Nevertheless, the Europeans insist that their naval forces will be used to stop the refugee and immigrant waves from reaching the shores of South Europe. The futility, though, of the EU actions vis-à-vis this extraordinary issue has brought an internal paralysis in the Union among other things. The Schengen Agreement, very dear to the Europeans, permitting them to move freely within the Union (plus Switzerland and Norway) has been ruined. One after the other the EU countries opt out from it, now that the bad times have come.

EU faltering on the financial front as well

The problem here is that similar EU monumental projects in other equally important spheres of action, like the monetary union, are also crumbling down in the first blow of the wind. Greece is threatened to be kicked out from Eurozone after the Eurogroup Council failed to effectively resolve the country’s financial stalemate. This Sunday’s election can hardly provide the political means to secure the country’s position in the euro area.
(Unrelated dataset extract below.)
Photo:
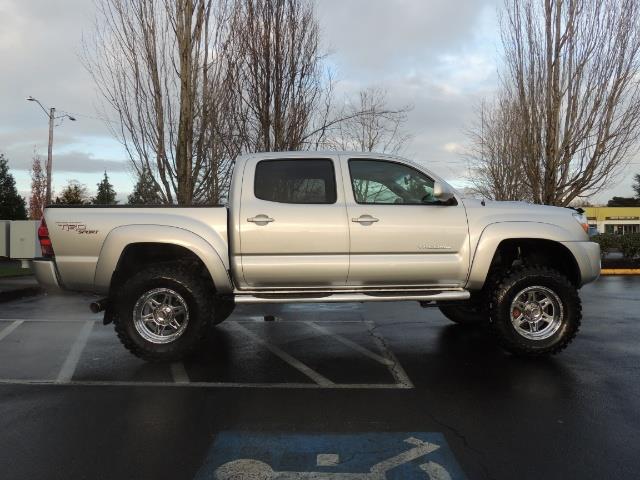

Whatever government is formed in Athens next week will find it rather impossible to apply the third and most vicious austerity program imposed by Greece’s euro area creditors. The country has been economically, socially and politically tormented for five years now by the mistakes of the IMF, Berlin and Brussels. Unfortunately, the pain caused has brought no real gains. Clearly the Greeks can no longer endure more of the same medicine; on Sunday they will surely turn out a Parliament much worse in every respect than the one just resolved.

Now the Schengen Agreement is tested and proved to be good only for the good times. With such a record the EU has not a chance of becoming something more than a polyglot gathering of egotistic nations ready to drop out in the difficult times.